Employee Zach Curtis said he witnessed the immediate aftermath.
“I feel a certain amount of disbelief and a certain amount of compassion," Curtis said. “I thought he was hit by a car but he apparently sat on the edge of the hotel there on the fourth floor and pushed himself off with his feet.”
The man, according to witnesses and hotel staff, wasn't carrying any possessions when he jumped, but he left some shoes and an odd assortment of personal items on the sidewalk in front of the hotel beforehand, according to Anway.
“We saw this kid fall,” said Joshua Short, 22, of Ashland, who was passing by when it happened. “When I went over to him he was breathing. From what I saw, that kid should be dead. We didn’t know him, but he had torn shoes and wore clothes like us.”
Short, who is homeless, said he has been fighting tears since it happened. “Everyone has a heart," he said. "Someone goes and does that, it makes me feel you need to be there for someone. If someone is sad like that, you just need to be there.”

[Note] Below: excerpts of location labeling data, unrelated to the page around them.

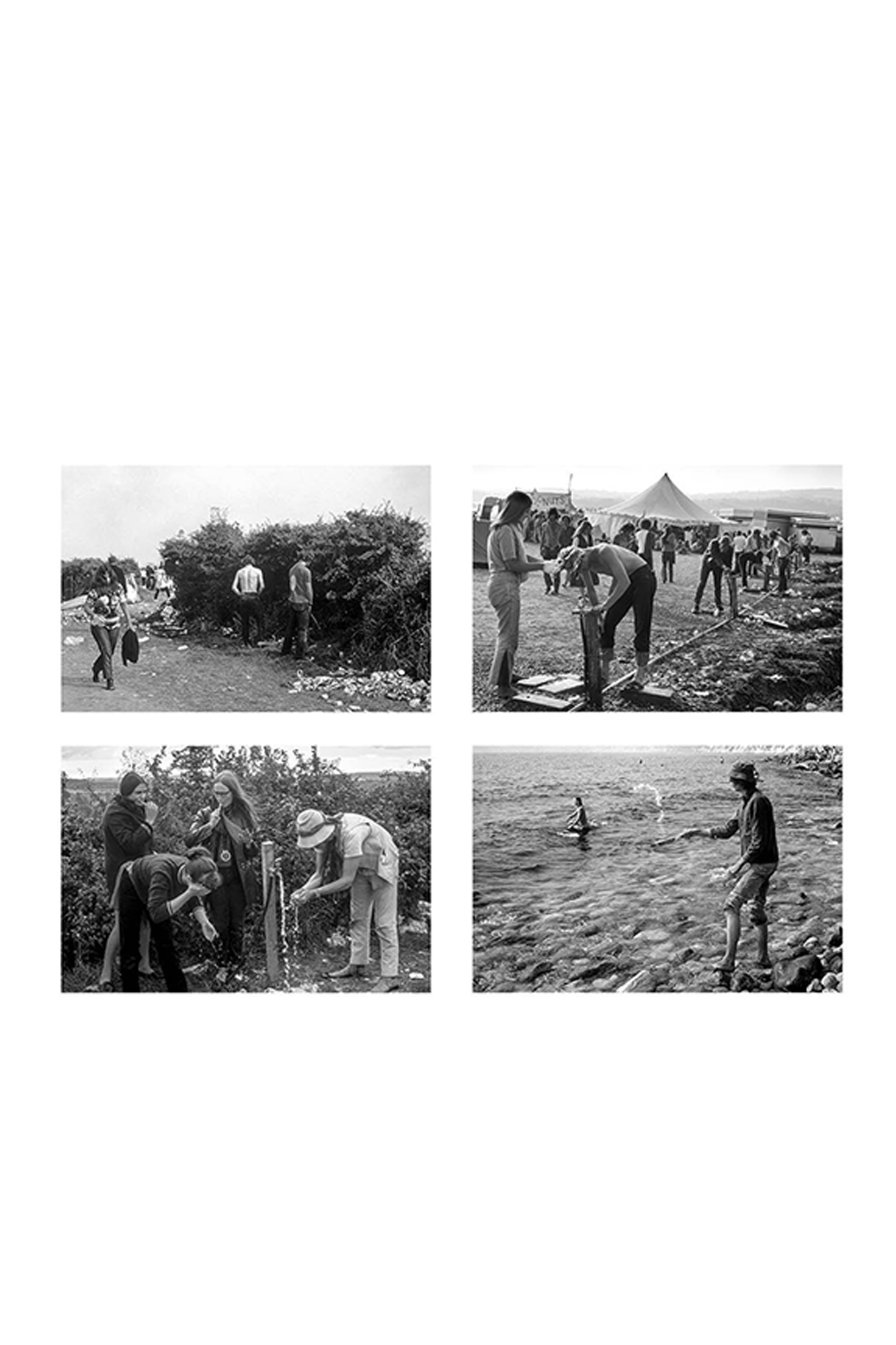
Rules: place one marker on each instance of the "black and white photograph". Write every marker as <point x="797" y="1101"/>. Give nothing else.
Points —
<point x="704" y="588"/>
<point x="236" y="871"/>
<point x="243" y="588"/>
<point x="658" y="870"/>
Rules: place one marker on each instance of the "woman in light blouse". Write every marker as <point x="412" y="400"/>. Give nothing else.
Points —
<point x="509" y="567"/>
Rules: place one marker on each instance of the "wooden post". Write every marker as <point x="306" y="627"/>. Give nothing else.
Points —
<point x="732" y="592"/>
<point x="270" y="896"/>
<point x="589" y="623"/>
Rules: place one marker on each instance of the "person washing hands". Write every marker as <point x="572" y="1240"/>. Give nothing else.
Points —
<point x="356" y="855"/>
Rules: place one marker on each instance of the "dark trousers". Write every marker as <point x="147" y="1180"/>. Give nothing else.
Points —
<point x="639" y="597"/>
<point x="107" y="638"/>
<point x="705" y="571"/>
<point x="783" y="574"/>
<point x="131" y="913"/>
<point x="249" y="610"/>
<point x="228" y="914"/>
<point x="298" y="621"/>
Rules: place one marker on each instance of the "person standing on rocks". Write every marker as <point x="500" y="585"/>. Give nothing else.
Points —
<point x="755" y="825"/>
<point x="356" y="855"/>
<point x="249" y="584"/>
<point x="302" y="595"/>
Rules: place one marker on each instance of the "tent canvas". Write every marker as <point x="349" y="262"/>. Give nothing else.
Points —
<point x="662" y="501"/>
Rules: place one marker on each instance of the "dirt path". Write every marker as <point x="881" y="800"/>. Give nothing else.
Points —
<point x="179" y="673"/>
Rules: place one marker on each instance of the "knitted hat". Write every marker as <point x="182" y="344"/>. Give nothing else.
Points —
<point x="128" y="783"/>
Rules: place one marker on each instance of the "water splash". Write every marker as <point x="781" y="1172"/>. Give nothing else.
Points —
<point x="657" y="797"/>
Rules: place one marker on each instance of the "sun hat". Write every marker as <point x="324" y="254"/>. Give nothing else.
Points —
<point x="313" y="829"/>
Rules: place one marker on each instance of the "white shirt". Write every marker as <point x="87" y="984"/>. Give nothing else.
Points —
<point x="249" y="580"/>
<point x="372" y="844"/>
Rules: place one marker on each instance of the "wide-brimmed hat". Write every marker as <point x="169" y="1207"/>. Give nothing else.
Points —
<point x="313" y="829"/>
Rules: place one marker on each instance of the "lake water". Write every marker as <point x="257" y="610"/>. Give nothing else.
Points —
<point x="555" y="913"/>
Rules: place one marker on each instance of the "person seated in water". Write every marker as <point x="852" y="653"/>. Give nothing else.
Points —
<point x="755" y="824"/>
<point x="577" y="820"/>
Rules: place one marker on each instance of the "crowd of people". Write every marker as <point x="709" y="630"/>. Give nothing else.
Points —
<point x="107" y="607"/>
<point x="575" y="552"/>
<point x="216" y="883"/>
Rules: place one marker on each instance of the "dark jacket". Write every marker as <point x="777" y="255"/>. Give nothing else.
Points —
<point x="220" y="843"/>
<point x="126" y="836"/>
<point x="155" y="882"/>
<point x="755" y="821"/>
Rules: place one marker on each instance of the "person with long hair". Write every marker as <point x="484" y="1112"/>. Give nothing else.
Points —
<point x="106" y="609"/>
<point x="633" y="586"/>
<point x="509" y="567"/>
<point x="356" y="855"/>
<point x="161" y="887"/>
<point x="127" y="835"/>
<point x="228" y="831"/>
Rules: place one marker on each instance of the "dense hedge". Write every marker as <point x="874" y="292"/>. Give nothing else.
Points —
<point x="370" y="572"/>
<point x="279" y="785"/>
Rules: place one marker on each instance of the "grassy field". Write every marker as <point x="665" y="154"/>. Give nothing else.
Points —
<point x="307" y="970"/>
<point x="744" y="666"/>
<point x="185" y="673"/>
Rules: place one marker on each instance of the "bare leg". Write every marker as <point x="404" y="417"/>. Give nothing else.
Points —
<point x="762" y="939"/>
<point x="111" y="957"/>
<point x="732" y="938"/>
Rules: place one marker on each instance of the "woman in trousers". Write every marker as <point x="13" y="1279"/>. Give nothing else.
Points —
<point x="356" y="855"/>
<point x="509" y="567"/>
<point x="228" y="832"/>
<point x="161" y="887"/>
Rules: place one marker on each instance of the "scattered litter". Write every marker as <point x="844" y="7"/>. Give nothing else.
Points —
<point x="346" y="683"/>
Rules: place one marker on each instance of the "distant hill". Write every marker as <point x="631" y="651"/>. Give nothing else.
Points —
<point x="797" y="501"/>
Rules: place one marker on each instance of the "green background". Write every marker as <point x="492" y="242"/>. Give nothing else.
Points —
<point x="395" y="217"/>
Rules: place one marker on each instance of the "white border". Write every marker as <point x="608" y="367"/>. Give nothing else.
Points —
<point x="452" y="730"/>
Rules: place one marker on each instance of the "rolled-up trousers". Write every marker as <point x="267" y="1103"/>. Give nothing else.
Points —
<point x="503" y="595"/>
<point x="372" y="898"/>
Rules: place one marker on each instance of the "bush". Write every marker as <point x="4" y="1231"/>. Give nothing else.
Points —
<point x="370" y="572"/>
<point x="279" y="785"/>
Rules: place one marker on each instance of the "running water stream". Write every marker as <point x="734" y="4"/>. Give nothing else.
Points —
<point x="557" y="913"/>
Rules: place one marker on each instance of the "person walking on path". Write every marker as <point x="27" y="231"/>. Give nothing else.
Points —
<point x="755" y="825"/>
<point x="710" y="567"/>
<point x="161" y="887"/>
<point x="356" y="855"/>
<point x="667" y="555"/>
<point x="228" y="832"/>
<point x="633" y="586"/>
<point x="549" y="547"/>
<point x="249" y="584"/>
<point x="302" y="597"/>
<point x="106" y="610"/>
<point x="127" y="835"/>
<point x="509" y="567"/>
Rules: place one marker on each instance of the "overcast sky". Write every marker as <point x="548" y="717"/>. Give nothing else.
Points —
<point x="631" y="479"/>
<point x="106" y="762"/>
<point x="131" y="510"/>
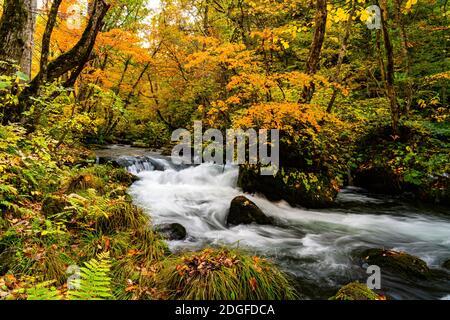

Anway said the fourth floor is locked and secured. The man would have had to climb over barriers to get up there.
“He had to go to great efforts," Anway said. "It’s secured.”
According to Ashland Daily Tidings archives, in 2014, two Ashland police officers received life-saving awards for their efforts in stopping a man who was attempting to kill himself by jumping off the Ashland Springs Hotel.
The hotel, which opened in 1925, has nine floors and is 118 feet high. The fall from the fourth floor would have been roughly 40 feet high.